« Que ma mort ne soit pas vaine »

Que ma mort ne soit pas vaine

L’État de Michoacán, dans la zone occidentale du Mexique, est devenu ces jours-ci le principal centre d’information du pays latino-américain. L’assassinat d’Hipólito Mora Chávez -fondateur des groupes d’autodéfense- jeudi dernier ajoute une nouvelle histoire de violence, de trafic de drogue et de conflits internes à la troisième région du Mexique qui a enregistré le plus d’homicides l’année dernière.

L’ancien chef des groupes d’autodéfense du Michoacán conduisait une camionnette blindée blanche dans le centre de la ville de La Ruana, son lieu de résidence, lorsque l’attaque armée a eu lieu qui a mis fin à sa vie et à celle des deux gardes du corps qui l’accompagnaient lui. . Après le agression avec de nombreux coups de feu, les corps ont été brûlés à cause d’un incendie que les assaillants ont provoqué dans le véhicule. Le tout en plein jour et sous le regard de plusieurs riverains. Dans certaines vidéos issues de l’attentat, on pouvait entendre le bruit des douilles tombant les unes après les autres sur l’asphalte et même voir les corps des défunts.

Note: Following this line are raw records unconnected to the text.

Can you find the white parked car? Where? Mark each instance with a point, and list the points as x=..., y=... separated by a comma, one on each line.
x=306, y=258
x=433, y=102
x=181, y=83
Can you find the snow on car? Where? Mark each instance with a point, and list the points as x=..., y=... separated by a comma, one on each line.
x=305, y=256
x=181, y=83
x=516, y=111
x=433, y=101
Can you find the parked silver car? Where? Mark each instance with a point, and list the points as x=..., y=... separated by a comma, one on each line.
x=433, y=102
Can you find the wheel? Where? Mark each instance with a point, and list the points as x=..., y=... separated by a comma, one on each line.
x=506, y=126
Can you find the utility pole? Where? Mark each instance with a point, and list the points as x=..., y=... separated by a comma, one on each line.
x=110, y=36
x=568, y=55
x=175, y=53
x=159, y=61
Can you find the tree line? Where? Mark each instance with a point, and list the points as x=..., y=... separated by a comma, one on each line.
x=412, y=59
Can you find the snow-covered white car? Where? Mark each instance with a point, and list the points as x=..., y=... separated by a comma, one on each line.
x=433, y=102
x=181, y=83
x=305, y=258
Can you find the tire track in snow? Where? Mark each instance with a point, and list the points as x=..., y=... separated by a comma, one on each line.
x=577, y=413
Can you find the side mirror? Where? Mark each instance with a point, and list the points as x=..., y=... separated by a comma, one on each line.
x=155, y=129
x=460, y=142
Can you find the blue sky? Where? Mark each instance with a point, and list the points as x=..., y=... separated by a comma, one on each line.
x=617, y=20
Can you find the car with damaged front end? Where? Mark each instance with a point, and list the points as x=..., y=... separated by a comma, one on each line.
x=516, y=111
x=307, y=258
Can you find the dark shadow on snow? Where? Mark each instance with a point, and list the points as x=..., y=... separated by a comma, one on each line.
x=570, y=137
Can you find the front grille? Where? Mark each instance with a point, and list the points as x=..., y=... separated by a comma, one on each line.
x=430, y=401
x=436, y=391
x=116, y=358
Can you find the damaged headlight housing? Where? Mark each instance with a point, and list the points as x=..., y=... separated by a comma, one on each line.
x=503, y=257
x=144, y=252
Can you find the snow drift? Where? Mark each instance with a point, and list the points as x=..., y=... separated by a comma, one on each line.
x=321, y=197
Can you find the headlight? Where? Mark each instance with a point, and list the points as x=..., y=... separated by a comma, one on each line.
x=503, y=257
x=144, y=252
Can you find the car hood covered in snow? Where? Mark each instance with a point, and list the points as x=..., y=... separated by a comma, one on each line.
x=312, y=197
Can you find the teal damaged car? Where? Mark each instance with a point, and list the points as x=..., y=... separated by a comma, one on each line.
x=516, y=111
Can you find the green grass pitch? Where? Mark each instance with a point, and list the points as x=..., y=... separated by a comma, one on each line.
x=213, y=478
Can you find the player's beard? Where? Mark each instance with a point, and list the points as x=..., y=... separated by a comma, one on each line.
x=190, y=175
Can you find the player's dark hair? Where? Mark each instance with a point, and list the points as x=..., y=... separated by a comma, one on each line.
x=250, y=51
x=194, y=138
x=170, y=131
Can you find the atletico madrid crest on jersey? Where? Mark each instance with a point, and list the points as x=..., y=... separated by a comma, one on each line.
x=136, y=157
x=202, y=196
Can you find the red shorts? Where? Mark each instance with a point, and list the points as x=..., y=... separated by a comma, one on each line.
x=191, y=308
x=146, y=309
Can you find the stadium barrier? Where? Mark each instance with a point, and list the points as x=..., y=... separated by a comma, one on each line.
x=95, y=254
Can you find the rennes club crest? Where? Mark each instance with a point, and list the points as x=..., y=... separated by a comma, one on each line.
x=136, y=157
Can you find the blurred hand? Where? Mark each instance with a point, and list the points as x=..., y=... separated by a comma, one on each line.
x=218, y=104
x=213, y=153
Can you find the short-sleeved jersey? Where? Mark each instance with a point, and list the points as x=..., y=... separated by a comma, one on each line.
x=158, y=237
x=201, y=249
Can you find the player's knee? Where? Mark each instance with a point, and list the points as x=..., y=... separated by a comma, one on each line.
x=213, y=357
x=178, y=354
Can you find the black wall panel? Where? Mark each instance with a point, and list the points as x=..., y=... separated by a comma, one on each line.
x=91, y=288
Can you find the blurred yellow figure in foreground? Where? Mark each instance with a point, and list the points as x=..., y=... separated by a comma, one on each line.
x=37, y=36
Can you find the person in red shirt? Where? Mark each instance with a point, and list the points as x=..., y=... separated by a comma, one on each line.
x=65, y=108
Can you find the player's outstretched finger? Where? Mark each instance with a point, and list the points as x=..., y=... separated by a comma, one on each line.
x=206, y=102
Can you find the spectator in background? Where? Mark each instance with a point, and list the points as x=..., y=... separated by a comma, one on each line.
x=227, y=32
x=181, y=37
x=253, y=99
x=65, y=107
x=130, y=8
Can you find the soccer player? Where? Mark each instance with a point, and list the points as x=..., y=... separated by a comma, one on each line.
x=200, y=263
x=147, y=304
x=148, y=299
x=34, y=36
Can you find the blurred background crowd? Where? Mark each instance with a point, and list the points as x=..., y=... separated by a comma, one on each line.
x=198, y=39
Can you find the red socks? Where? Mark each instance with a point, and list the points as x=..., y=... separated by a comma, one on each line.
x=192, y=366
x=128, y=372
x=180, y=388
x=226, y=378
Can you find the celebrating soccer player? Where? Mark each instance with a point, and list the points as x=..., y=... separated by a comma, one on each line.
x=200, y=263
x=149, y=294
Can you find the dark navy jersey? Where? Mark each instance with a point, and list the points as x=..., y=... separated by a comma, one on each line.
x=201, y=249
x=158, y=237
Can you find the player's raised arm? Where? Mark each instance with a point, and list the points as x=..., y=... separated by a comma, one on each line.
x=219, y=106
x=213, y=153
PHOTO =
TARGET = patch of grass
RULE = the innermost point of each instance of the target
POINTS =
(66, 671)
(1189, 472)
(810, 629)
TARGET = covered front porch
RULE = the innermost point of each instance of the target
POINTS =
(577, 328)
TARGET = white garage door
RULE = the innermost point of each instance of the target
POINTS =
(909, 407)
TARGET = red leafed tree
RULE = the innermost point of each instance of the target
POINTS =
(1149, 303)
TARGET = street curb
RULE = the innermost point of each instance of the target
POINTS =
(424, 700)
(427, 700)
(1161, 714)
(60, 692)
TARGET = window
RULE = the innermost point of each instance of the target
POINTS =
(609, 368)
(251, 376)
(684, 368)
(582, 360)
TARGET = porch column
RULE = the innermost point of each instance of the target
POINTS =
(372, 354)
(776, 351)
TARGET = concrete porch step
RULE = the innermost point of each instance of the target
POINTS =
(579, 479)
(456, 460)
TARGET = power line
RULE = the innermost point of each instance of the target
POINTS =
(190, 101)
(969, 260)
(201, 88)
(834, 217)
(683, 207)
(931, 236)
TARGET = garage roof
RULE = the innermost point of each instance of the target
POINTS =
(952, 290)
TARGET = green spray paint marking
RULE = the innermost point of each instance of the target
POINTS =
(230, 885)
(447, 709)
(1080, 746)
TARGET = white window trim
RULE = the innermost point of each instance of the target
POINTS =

Les menaces de mort contre Hipólito Mora ont été constantes pendant plusieurs années. En 2021, il a annoncé qu’il commencerait à avoir une escorte de sécurité spéciale pour se protéger contre d’éventuelles attaques. Ce n’est qu’en novembre 2022 qu’il subit la première attaque. Le second s’est produit en mars de cette même année, lorsque le Michoacán a dénoncé qu’un groupe de tueurs à gages mexicains avait tenté de le tuer. Le troisième, a mis fin à ses jours jeudi dernier.

Les groupes d’autodéfense du Michoacán

En 2013, Hipólito Mora, alors cueilleur de citrons dans la région, a atteint sa notoriété maximale, après être devenu une figure éminente du mouvement des groupes d’autodéfense bien connus du Michoacán ; des groupes de civils, pour la plupart des agriculteurs, qui ont décidé de s’unir pour affronter les cartels de la drogue et tenter de rétablir la paix compte tenu du manque de sécurité et de l’inaction consécutive du gouvernement de l’État mexicain.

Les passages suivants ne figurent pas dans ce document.